Enhancing practice success with a board of directors
Physicians have all they can do to focus on providing excellent care to patients while maintaining practice profitability. But to really achieve a thriving medical practice, physicians may require the assistance of a governing board of directors to help ensure the practice meets technological and regulatory goals, uses resources wisely, and creates an achievable plan for future development. Sooner or later, every practice needs to consider establishing a governing board to take their practice to the next level.
What, when, how and why?
Before your practice forms a governing board, your group of physicians needs to address some specific questions.
For example, what’s the reason for a board? How might a board help the practice address challenges currently facing it? Will it have a traditional structure — including formal responsibilities, terms of office and bylaws? What powers will it include? Will the board choose the practice’s chief executive officer? Will the owners and other physicians be willing to turn over control of the practice to the board?
Perhaps most important, what authority will the board have? If the physicians who are not on the board don’t comply with board directives, what, if anything, are the consequences? This should be, at least in broad terms, agreed to up front, so that everyone understands how things will work.
When first establishing a governing board, it’s essential that the members understand that their decisions must represent the interests of the entire organization, not those of one individual or a single specialty.
After you decide to formalize the governance process, you must address a few basic issues, such as how frequently the board should meet, who should set the agenda and handle minute-taking, who will distribute notes to participants, and how to select a board chairperson. You’ll also need to consider compensation for the board or the managing member, recognizing that much of the administrative work will be done outside of “office hours.”
What should we prioritize?
When those items are out of the way, attention should turn to the board’s duties in these priority areas:
Management oversight. If the board will evaluate management’s performance, it must have a process that objectively monitors and measures that performance against predetermined objectives. The board should have clear expectations for the chief executive that are expressed in his or her job description. The evaluation should cover how well that person makes decisions, accomplishes agreed-upon objectives, uses capital and other resources, drives human resources, and provides vision and direction to the entire organization.

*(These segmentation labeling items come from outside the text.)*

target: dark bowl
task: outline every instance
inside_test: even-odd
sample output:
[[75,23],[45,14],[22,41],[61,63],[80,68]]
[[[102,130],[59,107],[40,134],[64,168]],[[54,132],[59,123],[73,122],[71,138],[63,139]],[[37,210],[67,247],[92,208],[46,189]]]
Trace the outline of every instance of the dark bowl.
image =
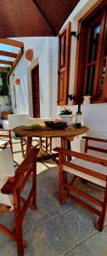
[[54,123],[54,121],[45,121],[45,125],[53,129],[65,129],[67,122]]

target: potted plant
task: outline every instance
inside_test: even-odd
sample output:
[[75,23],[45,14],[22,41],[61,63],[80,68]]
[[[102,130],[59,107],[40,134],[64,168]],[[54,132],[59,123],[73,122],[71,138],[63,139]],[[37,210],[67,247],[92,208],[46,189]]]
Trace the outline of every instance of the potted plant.
[[0,104],[1,108],[3,110],[5,108],[8,110],[8,108],[5,106],[9,105],[9,81],[8,79],[8,67],[0,71]]

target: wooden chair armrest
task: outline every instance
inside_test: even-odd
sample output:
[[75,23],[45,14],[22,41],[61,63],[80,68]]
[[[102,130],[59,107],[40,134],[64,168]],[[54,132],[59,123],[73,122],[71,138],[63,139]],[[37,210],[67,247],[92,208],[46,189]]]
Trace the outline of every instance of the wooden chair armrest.
[[94,157],[92,155],[89,155],[87,154],[83,154],[83,153],[79,153],[72,150],[67,150],[62,148],[56,147],[54,148],[54,151],[57,151],[59,153],[59,154],[67,154],[67,155],[71,155],[82,160],[84,160],[86,161],[96,163],[96,164],[100,164],[102,166],[107,166],[107,160],[104,159],[101,159],[99,157]]
[[83,136],[82,138],[86,139],[86,140],[95,141],[95,142],[101,142],[101,143],[107,143],[107,139],[93,137],[88,137],[88,136]]
[[14,177],[8,177],[7,183],[1,189],[3,194],[11,195],[18,189],[31,164],[37,160],[37,154],[39,148],[34,148],[15,171],[15,176]]
[[0,131],[12,131],[12,129],[0,129]]
[[11,195],[15,191],[15,182],[10,182],[9,180],[3,186],[1,192],[3,194]]

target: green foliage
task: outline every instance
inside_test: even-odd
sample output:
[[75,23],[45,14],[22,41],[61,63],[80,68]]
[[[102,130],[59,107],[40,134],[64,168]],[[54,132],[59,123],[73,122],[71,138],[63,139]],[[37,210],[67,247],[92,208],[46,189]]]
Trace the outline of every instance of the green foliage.
[[9,94],[9,80],[8,79],[8,73],[9,67],[0,71],[0,96],[8,96]]

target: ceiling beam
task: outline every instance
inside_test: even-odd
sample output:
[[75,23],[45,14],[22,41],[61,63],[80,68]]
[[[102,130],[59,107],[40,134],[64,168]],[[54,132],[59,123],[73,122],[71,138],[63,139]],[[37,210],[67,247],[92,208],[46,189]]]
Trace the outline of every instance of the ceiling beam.
[[20,47],[20,48],[24,48],[24,43],[20,42],[20,41],[15,41],[8,38],[2,38],[0,39],[1,44],[8,44],[8,45],[12,45],[14,47]]
[[0,50],[0,55],[1,56],[7,56],[11,58],[16,58],[17,54],[10,51],[5,51],[5,50]]
[[0,71],[7,69],[5,67],[0,67]]
[[12,73],[12,72],[14,71],[14,69],[15,68],[15,67],[17,66],[17,64],[20,61],[20,60],[21,59],[23,54],[24,54],[24,49],[21,49],[20,52],[17,55],[17,58],[15,59],[15,61],[14,61],[14,62],[13,64],[12,68],[8,72],[8,76],[10,76],[10,74]]
[[46,22],[48,23],[48,25],[51,27],[54,35],[56,37],[57,33],[54,28],[54,26],[52,26],[50,20],[48,19],[46,14],[44,14],[44,12],[42,11],[42,8],[40,7],[40,5],[38,4],[38,3],[37,2],[37,0],[33,0],[34,3],[36,4],[36,6],[37,7],[38,10],[40,11],[40,13],[42,14],[42,15],[44,17]]
[[5,61],[5,60],[0,60],[1,64],[6,64],[6,65],[13,65],[14,61]]

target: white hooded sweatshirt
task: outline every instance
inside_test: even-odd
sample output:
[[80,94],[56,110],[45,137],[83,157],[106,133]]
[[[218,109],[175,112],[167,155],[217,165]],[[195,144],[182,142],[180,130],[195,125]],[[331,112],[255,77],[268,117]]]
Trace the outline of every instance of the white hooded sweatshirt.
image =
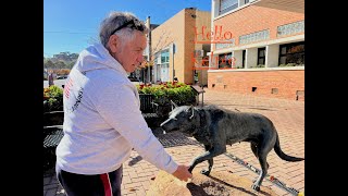
[[157,168],[177,169],[147,125],[136,86],[100,44],[82,51],[64,86],[64,137],[57,166],[79,174],[114,171],[132,148]]

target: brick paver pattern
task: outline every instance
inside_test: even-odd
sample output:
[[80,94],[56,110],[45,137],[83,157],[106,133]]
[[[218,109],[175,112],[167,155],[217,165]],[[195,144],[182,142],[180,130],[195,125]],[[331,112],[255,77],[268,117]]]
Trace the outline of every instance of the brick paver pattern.
[[[304,102],[287,99],[264,98],[253,95],[241,95],[204,89],[204,105],[216,105],[231,110],[243,112],[257,112],[271,119],[278,132],[281,147],[287,155],[304,157]],[[200,96],[200,101],[202,96]],[[203,152],[194,137],[185,137],[178,133],[157,135],[178,163],[188,164],[194,157]],[[237,143],[227,146],[227,152],[249,162],[260,169],[258,159],[253,156],[249,143]],[[287,162],[282,160],[274,150],[268,156],[270,163],[269,174],[277,177],[286,185],[299,192],[304,192],[304,161]],[[207,168],[207,161],[198,164],[195,170]],[[258,174],[233,161],[225,155],[214,158],[213,170],[231,171],[234,174],[254,180]],[[132,151],[130,158],[124,163],[122,195],[145,196],[153,177],[159,172],[151,163],[142,160]],[[152,180],[151,180],[152,179]],[[262,186],[272,188],[278,195],[290,195],[271,182],[264,180]],[[53,172],[44,174],[44,196],[64,195],[64,189],[59,185]]]

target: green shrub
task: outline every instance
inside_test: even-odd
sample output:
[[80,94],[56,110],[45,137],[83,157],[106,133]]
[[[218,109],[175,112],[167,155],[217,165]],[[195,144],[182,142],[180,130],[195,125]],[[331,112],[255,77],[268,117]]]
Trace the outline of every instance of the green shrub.
[[167,82],[154,86],[137,85],[139,94],[151,94],[154,102],[160,106],[171,105],[171,100],[178,106],[194,105],[196,93],[185,83]]

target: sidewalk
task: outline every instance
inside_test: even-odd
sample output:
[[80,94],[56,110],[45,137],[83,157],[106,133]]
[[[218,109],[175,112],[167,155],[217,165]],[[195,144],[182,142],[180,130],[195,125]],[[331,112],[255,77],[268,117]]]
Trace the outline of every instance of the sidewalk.
[[[221,93],[204,89],[204,105],[217,105],[226,109],[239,110],[243,112],[262,113],[270,118],[279,135],[281,147],[284,152],[295,157],[304,157],[304,102],[286,99],[262,98],[252,95],[240,95]],[[200,97],[201,100],[201,97]],[[194,157],[203,152],[203,148],[192,137],[185,137],[181,134],[159,134],[154,131],[159,140],[166,151],[171,154],[178,163],[188,164]],[[259,168],[260,164],[253,156],[249,143],[234,144],[227,146],[227,152]],[[304,161],[287,162],[276,156],[272,150],[268,156],[270,163],[269,174],[277,177],[287,186],[299,192],[304,192]],[[207,161],[198,164],[195,170],[207,167]],[[247,168],[234,162],[228,157],[221,155],[214,158],[213,170],[228,170],[233,173],[254,180],[258,175]],[[124,163],[123,189],[125,196],[145,196],[149,189],[151,177],[156,176],[158,169],[133,151],[130,158]],[[271,182],[264,180],[263,186],[271,187],[278,195],[290,195]],[[44,196],[64,195],[58,184],[54,173],[44,174]]]

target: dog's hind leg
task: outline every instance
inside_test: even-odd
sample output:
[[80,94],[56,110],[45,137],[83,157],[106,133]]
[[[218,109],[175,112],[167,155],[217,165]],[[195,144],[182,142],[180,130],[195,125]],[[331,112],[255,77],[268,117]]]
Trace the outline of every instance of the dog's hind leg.
[[261,173],[259,175],[259,177],[254,181],[254,183],[251,185],[252,189],[256,191],[260,191],[260,186],[262,184],[263,179],[265,177],[265,175],[268,174],[268,170],[269,170],[269,163],[266,161],[266,157],[269,155],[269,152],[271,151],[272,146],[269,145],[269,143],[262,143],[259,144],[259,148],[258,148],[258,159],[261,166]]
[[[196,157],[192,162],[190,163],[190,167],[188,168],[189,172],[192,172],[194,168],[198,164],[203,162],[204,160],[208,160],[209,166],[212,167],[213,164],[213,157],[216,157],[219,155],[222,155],[223,152],[226,151],[226,146],[215,146],[212,147],[209,151],[206,151],[203,155]],[[211,159],[211,160],[210,160]],[[211,167],[209,167],[208,171],[204,174],[209,174]]]
[[[259,159],[259,155],[258,155],[258,145],[256,143],[250,143],[250,147],[251,150],[253,152],[253,155]],[[268,162],[268,168],[270,167],[269,162]],[[254,180],[256,181],[256,180]]]
[[[204,145],[204,148],[206,148],[206,151],[209,151],[211,149],[211,145]],[[211,169],[213,168],[213,164],[214,164],[214,161],[213,161],[213,158],[211,159],[208,159],[208,169],[207,170],[201,170],[200,173],[201,174],[204,174],[204,175],[209,175],[210,174],[210,171]]]

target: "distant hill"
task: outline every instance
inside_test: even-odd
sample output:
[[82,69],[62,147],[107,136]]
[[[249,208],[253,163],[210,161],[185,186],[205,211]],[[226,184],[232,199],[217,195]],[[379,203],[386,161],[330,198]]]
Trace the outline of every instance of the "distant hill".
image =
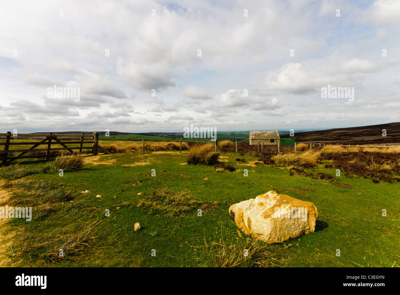
[[[382,136],[382,129],[385,129],[386,136]],[[266,130],[268,128],[266,129]],[[253,131],[253,130],[252,130]],[[288,130],[278,130],[282,138],[294,139],[297,142],[320,144],[341,144],[379,145],[400,143],[400,122],[362,126],[358,127],[339,128],[326,130],[295,130],[294,138],[290,137]],[[183,132],[146,132],[142,133],[120,132],[110,131],[110,136],[105,136],[104,131],[96,131],[102,140],[177,140],[182,139],[186,141],[206,142],[209,139],[184,139]],[[32,134],[47,134],[48,132],[35,132]],[[93,131],[62,131],[54,132],[55,134],[91,134]],[[248,142],[250,131],[218,131],[218,141],[237,140],[242,143]]]
[[[383,129],[386,130],[386,136],[382,136]],[[281,135],[280,137],[294,138],[289,133]],[[295,130],[294,138],[297,142],[345,145],[379,145],[400,142],[400,122],[306,132]]]

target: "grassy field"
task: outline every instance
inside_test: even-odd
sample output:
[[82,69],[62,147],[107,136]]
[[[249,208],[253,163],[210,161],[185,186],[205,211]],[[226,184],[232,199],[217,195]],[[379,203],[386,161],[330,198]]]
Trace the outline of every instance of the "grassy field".
[[[12,241],[2,248],[8,255],[3,265],[218,266],[224,261],[222,253],[237,251],[242,256],[246,247],[246,237],[240,236],[230,219],[229,206],[270,190],[312,202],[319,215],[315,233],[264,245],[271,257],[264,266],[390,267],[400,255],[398,183],[374,183],[342,175],[337,178],[351,187],[345,188],[324,179],[291,176],[288,169],[276,165],[254,165],[258,158],[250,155],[240,156],[246,161],[238,162],[238,155],[230,153],[222,153],[220,160],[236,170],[216,172],[212,166],[188,165],[187,152],[88,157],[84,169],[64,172],[62,177],[58,171],[47,171],[27,176],[24,181],[50,181],[57,187],[61,184],[74,198],[53,204],[54,210],[31,221],[14,219],[3,224],[2,236]],[[24,166],[40,171],[44,165]],[[155,176],[151,176],[152,169]],[[324,168],[323,163],[306,171],[336,177],[335,169]],[[15,193],[23,187],[7,191],[7,183],[3,181],[3,192]],[[183,213],[138,207],[151,195],[152,188],[163,185],[172,192],[186,192],[194,205]],[[81,193],[85,189],[90,192]],[[201,216],[198,216],[199,208]],[[383,209],[386,217],[382,216]],[[137,222],[142,230],[134,231]],[[53,253],[49,258],[46,245],[56,252],[58,247],[68,247],[65,241],[58,241],[62,236],[69,233],[74,237],[90,228],[76,255],[60,258]],[[24,248],[27,244],[33,245]]]
[[[232,140],[238,141],[248,139],[250,132],[248,131],[233,131],[229,132],[217,132],[217,139],[218,141],[222,140]],[[100,135],[100,139],[111,140],[179,140],[182,141],[194,142],[209,142],[210,138],[184,138],[183,134],[177,134],[171,136],[158,136],[149,134],[116,134],[106,136]]]

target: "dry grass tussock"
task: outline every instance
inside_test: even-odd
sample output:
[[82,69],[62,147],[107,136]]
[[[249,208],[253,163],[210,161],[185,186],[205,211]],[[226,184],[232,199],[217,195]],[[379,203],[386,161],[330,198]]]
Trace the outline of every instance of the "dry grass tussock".
[[[142,151],[142,144],[124,144],[117,143],[103,146],[110,153],[141,153]],[[182,142],[182,150],[189,149],[189,146],[186,142]],[[144,146],[145,151],[158,151],[179,150],[179,143],[174,142],[160,142],[147,144]]]
[[213,242],[209,246],[204,237],[206,248],[214,255],[216,265],[213,266],[265,267],[280,263],[268,251],[270,246],[268,244],[250,235],[244,238],[238,230],[238,233],[240,237],[235,241],[232,237],[230,245],[226,243],[221,237],[219,242]]
[[188,153],[188,163],[193,165],[213,165],[218,162],[220,152],[214,150],[214,144],[196,144]]
[[137,207],[157,209],[173,215],[192,212],[196,209],[195,199],[187,189],[179,192],[170,191],[166,186],[152,188],[151,195],[141,200]]
[[288,166],[298,165],[303,167],[311,167],[317,164],[321,155],[319,151],[306,151],[288,153],[278,154],[272,157],[278,165]]
[[218,147],[223,149],[226,148],[230,148],[233,146],[233,143],[230,140],[223,140],[218,143]]
[[64,171],[81,170],[83,169],[84,158],[82,153],[64,154],[56,157],[48,165],[52,171],[58,171],[60,169]]
[[[60,259],[76,260],[95,241],[92,232],[99,222],[94,221],[78,229],[74,225],[57,228],[45,236],[39,231],[30,233],[24,231],[17,240],[17,245],[20,247],[18,252],[52,261]],[[62,255],[60,255],[60,249]]]

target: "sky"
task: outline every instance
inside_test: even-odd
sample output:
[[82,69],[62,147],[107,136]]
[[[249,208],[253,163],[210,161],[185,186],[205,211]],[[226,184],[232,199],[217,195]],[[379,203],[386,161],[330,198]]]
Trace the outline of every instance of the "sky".
[[400,121],[399,0],[14,0],[0,28],[0,133]]

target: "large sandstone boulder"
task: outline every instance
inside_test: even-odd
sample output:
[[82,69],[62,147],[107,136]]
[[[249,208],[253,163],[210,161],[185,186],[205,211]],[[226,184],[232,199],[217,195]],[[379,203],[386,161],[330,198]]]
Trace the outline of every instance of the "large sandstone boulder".
[[229,215],[245,233],[271,243],[314,232],[318,211],[311,202],[270,191],[232,205]]

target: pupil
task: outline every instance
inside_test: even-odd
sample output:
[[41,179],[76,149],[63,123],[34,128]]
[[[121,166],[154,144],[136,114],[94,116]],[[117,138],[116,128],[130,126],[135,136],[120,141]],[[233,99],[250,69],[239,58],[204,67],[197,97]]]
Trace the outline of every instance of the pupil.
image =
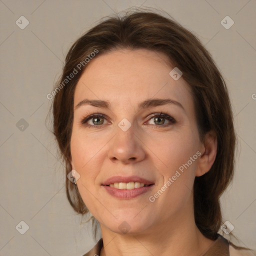
[[102,124],[102,122],[100,120],[100,118],[95,118],[93,120],[93,122],[94,124]]
[[[162,122],[161,122],[161,119],[162,119]],[[155,120],[156,121],[157,124],[162,124],[164,122],[164,118],[160,118],[159,116],[158,118],[156,118]]]

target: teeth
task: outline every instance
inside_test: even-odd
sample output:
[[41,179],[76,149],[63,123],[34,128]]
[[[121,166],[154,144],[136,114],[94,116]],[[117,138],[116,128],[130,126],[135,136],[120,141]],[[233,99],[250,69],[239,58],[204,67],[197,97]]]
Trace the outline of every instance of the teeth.
[[149,185],[145,185],[144,183],[140,183],[140,182],[129,182],[128,183],[124,183],[120,182],[120,183],[114,183],[114,184],[110,184],[110,186],[111,188],[114,188],[120,190],[133,190],[134,188],[138,188],[142,186],[148,186]]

Quality assurance. A core fiduciary duty of a practice’s management is to provide quality care, equitable access and patient safety. To meet the practice’s quality measurement and reporting obligations, it must be capable of capturing and reporting data on the value that the practice is providing to patients. It’s the job of the governing board to ensure that management fulfills this critical responsibility.
Financial accountability. Financial management is another prime fiduciary duty of governing board members. Through interactions with management, they must maintain complete financial accountability. As the board approves proposed budgets, it must ensure that they’re suited to the practice’s strategic plan, financial resources and financial objectives. To accomplish this, board members must have a solid understanding of financial statements and management.
Strategic planning. The primary tool that the board should use to steer the practice into the future is a shared vision of the planning process. The process — which should include and may be led by practice management — will identify key challenges and develop goals to meet the challenges, action plans to reach those goals, and monitoring systems to observe their progress.
A well-thought-out strategic plan takes into account the organization’s strengths, weaknesses, opportunities and threats. It’s founded on its mission, vision and values. A physician practice without a strategic plan will react impulsively to payer demands, government mandates and restrictions, operational calamities, and competitor threats.
What are the benefits?
A small medical practice may be content to stay small, asking its physicians to wear several hats to manage everything from patient care to strategic planning. But to prevent physician burnout and help ensure the practice stays solvent, turns a profit and grows over time, a board of directors can provide invaluable expertise.